Ila van der Pouw is een ervaren poppenspeelster, die zich hier met verve van haar taak kwijt. Vooral de technisch ingewikkelde dialogen tussen Sofie en de GVR zijn ijzersterk: razendsnel schakelt Van der Pouw tussen het onbevangen meisje en de wat onbeholpen reus, die elkaar voortdurend onderbreken. In die dialogen lijkt het geen moment stil te vallen. Ze speelt de voorstelling in haar eentje: Sofie, de GVR, een trollenklopper, een dronken butler, de koningin. Cynthia Borst maakte de poppen. Voor Sofie werd dat een kleine en een grote, zodat Van der Pouw respectievelijk GVR en koningin kan spelen.

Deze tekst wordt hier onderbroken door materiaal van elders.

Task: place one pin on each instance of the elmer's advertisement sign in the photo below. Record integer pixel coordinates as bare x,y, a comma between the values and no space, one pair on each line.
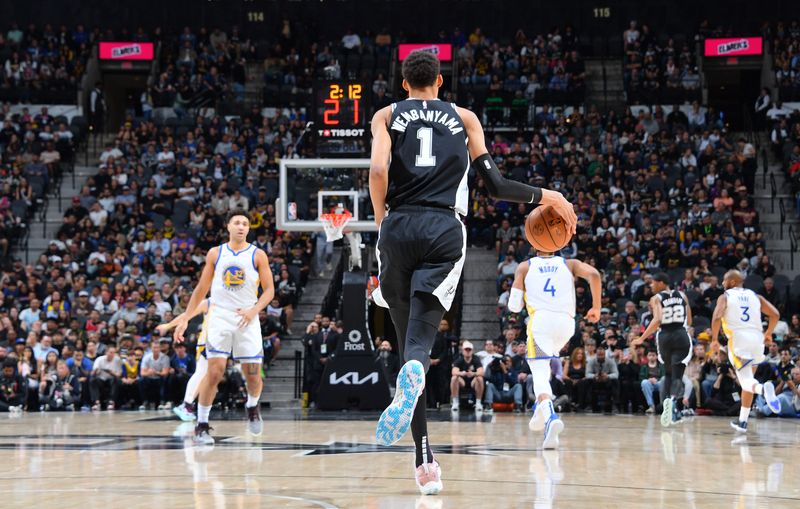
126,51
733,47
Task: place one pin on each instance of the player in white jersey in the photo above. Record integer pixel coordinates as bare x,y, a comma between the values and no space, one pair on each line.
547,285
233,273
739,312
186,411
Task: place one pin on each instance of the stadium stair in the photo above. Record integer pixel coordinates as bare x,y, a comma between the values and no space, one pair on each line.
779,250
479,320
279,383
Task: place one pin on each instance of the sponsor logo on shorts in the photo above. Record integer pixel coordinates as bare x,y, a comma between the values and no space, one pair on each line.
233,278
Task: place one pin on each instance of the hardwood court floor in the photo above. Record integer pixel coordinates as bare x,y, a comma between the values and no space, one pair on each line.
133,460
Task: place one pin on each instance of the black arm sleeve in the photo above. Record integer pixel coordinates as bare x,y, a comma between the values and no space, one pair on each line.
502,188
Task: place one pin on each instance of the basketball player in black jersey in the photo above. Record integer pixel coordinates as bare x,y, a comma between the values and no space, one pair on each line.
421,154
671,315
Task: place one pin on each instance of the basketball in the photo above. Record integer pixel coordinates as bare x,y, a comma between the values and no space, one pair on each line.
546,230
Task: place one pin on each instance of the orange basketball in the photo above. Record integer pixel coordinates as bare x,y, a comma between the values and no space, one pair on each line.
546,230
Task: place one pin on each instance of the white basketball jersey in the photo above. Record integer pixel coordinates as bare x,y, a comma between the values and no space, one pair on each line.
235,283
549,285
743,311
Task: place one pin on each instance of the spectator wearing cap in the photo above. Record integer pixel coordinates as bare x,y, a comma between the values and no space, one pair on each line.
154,373
604,380
44,347
105,379
467,372
12,388
182,367
127,313
30,315
83,307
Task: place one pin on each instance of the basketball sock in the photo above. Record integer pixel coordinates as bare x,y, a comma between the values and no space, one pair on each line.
419,431
252,401
540,371
202,413
744,413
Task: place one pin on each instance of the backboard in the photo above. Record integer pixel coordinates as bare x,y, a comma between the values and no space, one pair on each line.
310,187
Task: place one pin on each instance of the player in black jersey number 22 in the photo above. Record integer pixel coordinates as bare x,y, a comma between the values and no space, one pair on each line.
422,149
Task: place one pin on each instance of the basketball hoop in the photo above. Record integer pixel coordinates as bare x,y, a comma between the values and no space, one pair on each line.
334,223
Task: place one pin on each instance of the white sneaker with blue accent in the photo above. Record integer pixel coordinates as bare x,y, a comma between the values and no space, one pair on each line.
185,412
772,400
396,419
667,412
540,415
552,428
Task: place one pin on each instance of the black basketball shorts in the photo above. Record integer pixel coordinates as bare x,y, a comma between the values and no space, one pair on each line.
420,249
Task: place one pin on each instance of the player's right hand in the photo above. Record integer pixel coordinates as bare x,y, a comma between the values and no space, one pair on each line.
180,328
593,315
563,207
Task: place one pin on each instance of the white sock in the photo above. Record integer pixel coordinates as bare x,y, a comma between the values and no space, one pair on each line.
744,413
252,401
547,408
202,413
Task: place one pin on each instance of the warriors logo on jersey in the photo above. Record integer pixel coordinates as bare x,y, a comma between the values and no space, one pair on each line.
233,278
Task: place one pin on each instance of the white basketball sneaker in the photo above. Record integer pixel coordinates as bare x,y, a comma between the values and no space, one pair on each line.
772,400
429,478
542,410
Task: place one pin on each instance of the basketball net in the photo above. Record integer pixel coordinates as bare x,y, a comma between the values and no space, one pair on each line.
334,223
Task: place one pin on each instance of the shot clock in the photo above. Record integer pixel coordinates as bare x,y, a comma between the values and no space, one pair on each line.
341,110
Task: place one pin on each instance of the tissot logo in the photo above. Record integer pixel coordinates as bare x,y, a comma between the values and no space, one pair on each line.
343,133
354,342
353,378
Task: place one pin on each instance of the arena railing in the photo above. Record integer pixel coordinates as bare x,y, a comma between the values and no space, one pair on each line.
773,192
782,208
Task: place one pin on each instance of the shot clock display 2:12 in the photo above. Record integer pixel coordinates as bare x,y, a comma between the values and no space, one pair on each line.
342,105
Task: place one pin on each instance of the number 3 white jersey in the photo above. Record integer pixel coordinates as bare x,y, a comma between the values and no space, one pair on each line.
235,283
549,285
743,312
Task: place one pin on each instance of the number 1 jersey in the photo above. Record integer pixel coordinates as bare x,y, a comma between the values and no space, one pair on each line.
549,285
430,160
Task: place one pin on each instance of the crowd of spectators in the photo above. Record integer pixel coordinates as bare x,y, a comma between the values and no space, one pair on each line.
785,39
504,77
659,69
38,62
198,69
655,192
35,148
130,246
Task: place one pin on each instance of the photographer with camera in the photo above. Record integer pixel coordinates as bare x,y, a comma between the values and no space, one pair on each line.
503,387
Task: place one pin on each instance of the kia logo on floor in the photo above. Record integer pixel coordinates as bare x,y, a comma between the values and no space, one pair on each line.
353,378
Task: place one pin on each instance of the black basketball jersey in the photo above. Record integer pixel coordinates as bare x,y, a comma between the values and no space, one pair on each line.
430,161
673,310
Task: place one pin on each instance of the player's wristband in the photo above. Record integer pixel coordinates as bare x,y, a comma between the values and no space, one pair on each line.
515,300
502,188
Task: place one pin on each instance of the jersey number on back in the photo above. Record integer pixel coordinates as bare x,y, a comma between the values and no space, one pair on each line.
673,315
425,158
551,290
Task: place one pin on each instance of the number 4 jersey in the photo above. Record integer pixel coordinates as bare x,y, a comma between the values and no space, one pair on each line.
550,286
430,161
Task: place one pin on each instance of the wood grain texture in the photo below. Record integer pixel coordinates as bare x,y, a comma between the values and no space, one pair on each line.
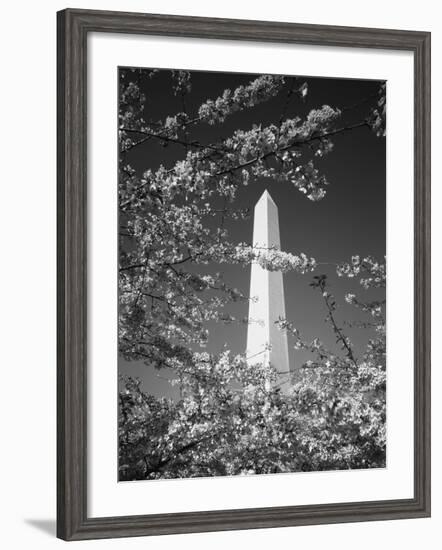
72,520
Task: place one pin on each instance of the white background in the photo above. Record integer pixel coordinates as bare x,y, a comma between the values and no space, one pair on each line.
28,268
106,496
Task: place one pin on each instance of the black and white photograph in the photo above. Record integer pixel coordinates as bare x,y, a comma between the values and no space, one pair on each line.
252,241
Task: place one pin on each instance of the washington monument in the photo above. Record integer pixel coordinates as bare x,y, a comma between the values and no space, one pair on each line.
265,342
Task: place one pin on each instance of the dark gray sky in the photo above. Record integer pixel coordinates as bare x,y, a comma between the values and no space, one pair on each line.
349,220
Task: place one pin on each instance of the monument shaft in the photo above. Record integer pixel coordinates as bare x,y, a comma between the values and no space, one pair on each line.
267,287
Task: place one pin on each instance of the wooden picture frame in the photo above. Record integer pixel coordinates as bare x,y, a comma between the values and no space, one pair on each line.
73,522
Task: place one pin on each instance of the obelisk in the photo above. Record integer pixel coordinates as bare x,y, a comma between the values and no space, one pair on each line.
265,341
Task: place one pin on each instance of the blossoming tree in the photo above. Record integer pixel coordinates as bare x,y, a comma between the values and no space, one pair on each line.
226,421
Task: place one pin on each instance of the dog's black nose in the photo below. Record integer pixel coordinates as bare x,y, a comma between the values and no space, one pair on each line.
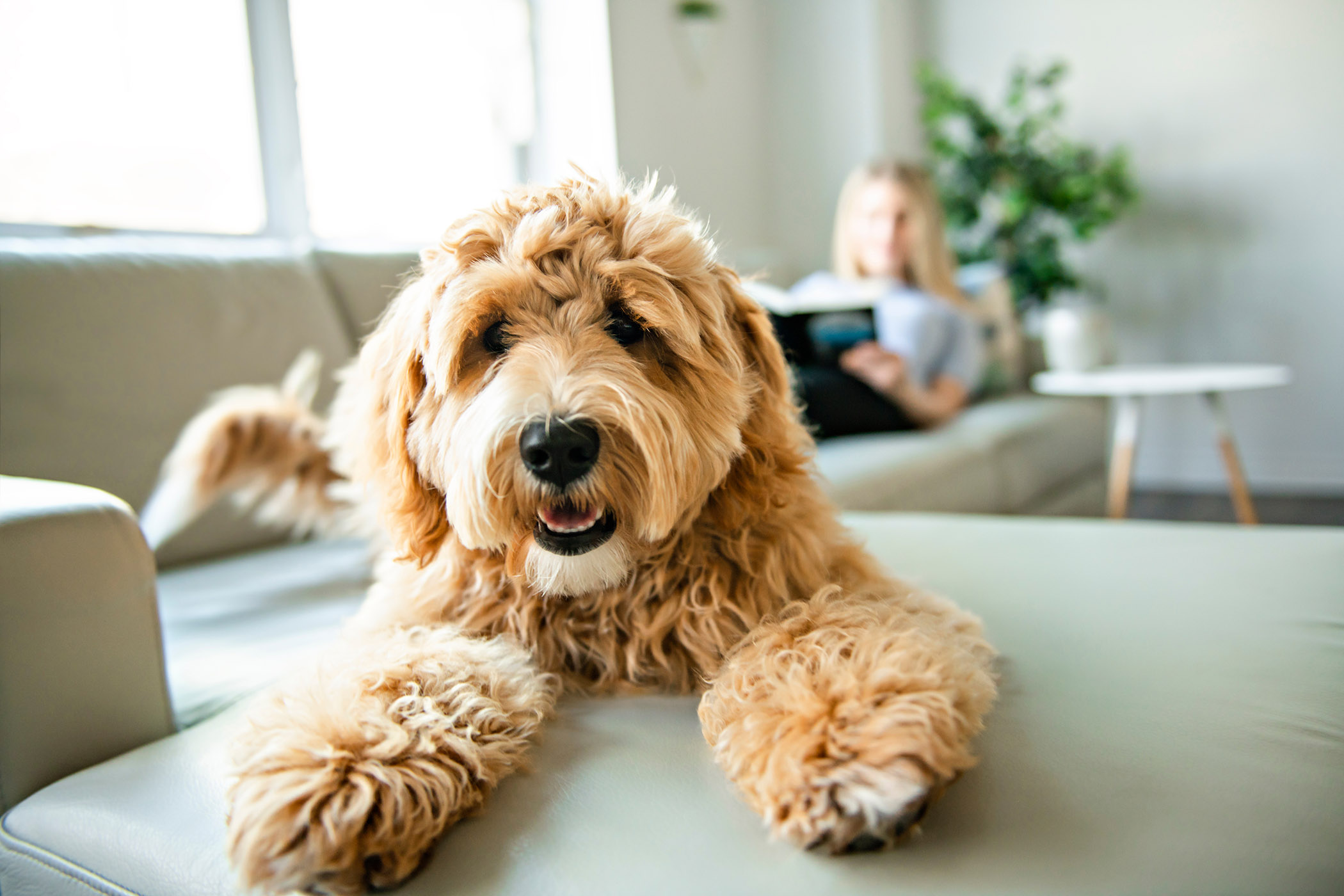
559,452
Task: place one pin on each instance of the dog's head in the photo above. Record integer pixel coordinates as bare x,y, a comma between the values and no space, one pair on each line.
568,382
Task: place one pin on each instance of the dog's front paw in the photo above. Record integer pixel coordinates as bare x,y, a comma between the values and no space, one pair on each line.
340,824
854,806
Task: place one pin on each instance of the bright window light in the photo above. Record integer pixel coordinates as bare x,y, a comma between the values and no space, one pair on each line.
129,115
410,112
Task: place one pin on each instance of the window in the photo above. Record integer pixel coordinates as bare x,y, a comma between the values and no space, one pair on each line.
331,118
128,115
410,113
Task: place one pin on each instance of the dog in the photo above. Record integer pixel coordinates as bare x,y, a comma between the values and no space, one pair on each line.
575,437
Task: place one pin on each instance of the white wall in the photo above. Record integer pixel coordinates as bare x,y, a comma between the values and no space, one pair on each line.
1234,112
795,94
705,134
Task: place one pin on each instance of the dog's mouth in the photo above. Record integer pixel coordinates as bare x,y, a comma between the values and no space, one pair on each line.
569,530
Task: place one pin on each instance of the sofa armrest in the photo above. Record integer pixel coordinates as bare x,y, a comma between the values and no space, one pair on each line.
81,657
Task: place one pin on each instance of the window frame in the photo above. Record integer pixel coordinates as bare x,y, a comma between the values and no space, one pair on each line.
276,102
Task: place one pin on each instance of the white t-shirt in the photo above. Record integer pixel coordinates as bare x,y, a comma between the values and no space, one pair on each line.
932,336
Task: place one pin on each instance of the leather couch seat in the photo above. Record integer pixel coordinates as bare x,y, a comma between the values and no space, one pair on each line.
1171,721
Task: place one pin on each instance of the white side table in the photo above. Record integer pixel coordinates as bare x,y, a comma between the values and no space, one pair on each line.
1128,385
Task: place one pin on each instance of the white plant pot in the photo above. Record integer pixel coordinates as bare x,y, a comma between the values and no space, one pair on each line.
1076,336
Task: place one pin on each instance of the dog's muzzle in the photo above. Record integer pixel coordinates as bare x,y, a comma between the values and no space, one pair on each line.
559,452
562,452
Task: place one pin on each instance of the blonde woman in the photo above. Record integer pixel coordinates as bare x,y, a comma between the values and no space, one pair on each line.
889,254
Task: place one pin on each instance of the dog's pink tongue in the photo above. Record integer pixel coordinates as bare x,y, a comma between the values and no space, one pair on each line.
569,518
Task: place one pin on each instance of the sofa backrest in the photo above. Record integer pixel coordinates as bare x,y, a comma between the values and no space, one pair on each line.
108,346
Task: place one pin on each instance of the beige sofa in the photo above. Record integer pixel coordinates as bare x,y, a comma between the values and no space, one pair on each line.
1171,722
109,344
1163,726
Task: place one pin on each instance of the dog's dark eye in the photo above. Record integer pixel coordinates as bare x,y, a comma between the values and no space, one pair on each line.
623,328
496,337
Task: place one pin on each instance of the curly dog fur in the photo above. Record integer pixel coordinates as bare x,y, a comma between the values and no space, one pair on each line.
838,699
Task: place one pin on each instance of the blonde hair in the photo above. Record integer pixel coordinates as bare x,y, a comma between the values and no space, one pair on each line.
929,266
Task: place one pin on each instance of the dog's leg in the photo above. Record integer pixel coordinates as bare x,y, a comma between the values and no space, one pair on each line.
843,717
347,777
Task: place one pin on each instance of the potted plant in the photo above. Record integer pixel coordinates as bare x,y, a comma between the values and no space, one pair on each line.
1018,193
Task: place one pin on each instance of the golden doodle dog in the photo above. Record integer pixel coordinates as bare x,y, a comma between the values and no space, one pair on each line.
577,437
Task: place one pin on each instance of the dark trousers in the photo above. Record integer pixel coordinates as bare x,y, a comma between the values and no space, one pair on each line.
834,403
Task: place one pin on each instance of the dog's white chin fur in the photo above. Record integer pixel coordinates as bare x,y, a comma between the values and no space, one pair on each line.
557,575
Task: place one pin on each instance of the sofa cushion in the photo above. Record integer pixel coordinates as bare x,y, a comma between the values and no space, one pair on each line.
1002,456
1163,727
364,282
1037,444
236,625
111,344
934,470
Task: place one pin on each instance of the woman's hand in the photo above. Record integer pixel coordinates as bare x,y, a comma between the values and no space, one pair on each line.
876,365
886,372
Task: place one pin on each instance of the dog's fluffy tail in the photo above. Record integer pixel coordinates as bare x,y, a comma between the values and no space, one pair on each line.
262,446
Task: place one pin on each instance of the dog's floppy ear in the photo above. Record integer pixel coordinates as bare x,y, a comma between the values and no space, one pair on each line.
378,401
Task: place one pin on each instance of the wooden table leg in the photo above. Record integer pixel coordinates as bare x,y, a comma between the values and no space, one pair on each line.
1228,446
1123,456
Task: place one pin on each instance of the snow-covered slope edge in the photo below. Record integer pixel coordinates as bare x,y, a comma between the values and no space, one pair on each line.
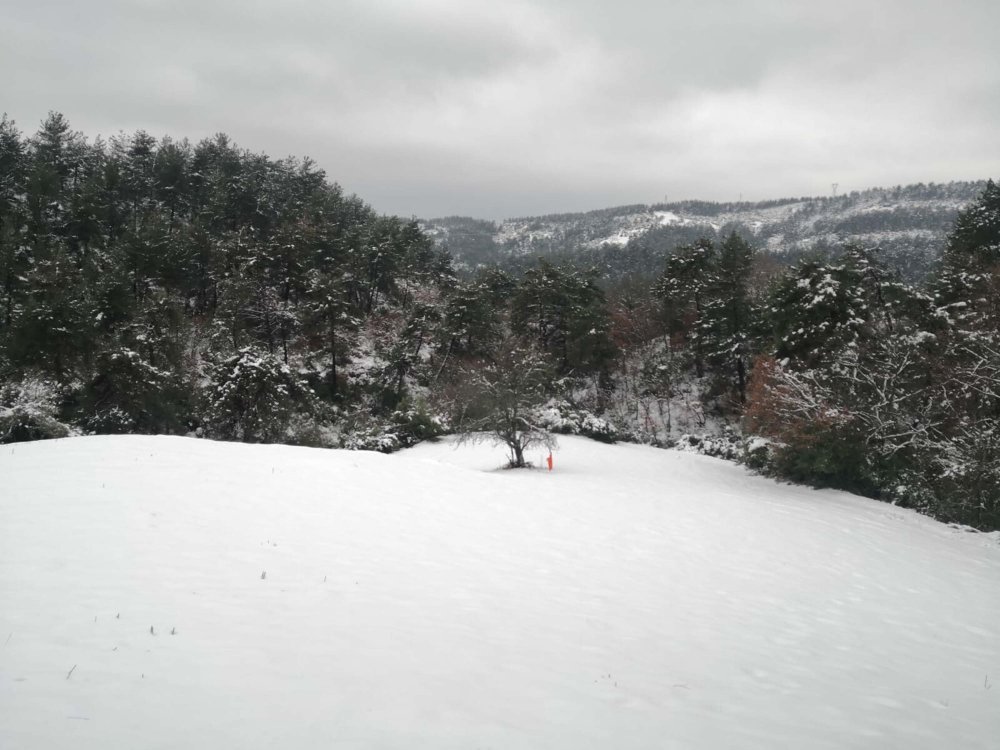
631,598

Dat de voorstelling toch niet echt tot leven komt, komt naast het hoge tempo, ook door de dichtgetimmerde vorm. Het verhaal (in regie van Neville Tranter) wordt hapklaar opgeleverd, en het jonge publiek wordt nergens echt gevraagd zich te verhouden tot wat er op de vloer gebeurt. Waar ligt de focus voor deze makers, behalve het uitbeelden van de plot? Variëteit en volledigheid leidt niet per definitie tot een rijker eindresultaat.

Ondanks het technisch knappe spel van Van der Pouw, is de voorstelling op zijn sterkst op de paar momenten dat het verhaal niet letterlijk wordt uitgebeeld, maar er een beroep wordt gedaan op de fantasie van het publiek. Bijvoorbeeld tijdens de beeldende (tekstloze) openingssequentie, het moment waarop er wordt gesuggereerd dat er een gevaarlijke reus voor de grot staat (alleen zijn armen zijn zichtbaar) of de momenten dat er achter het scherm een schimmenspel wordt gespeeld. Dan wordt er van het publiek een actieve rol gevraagd.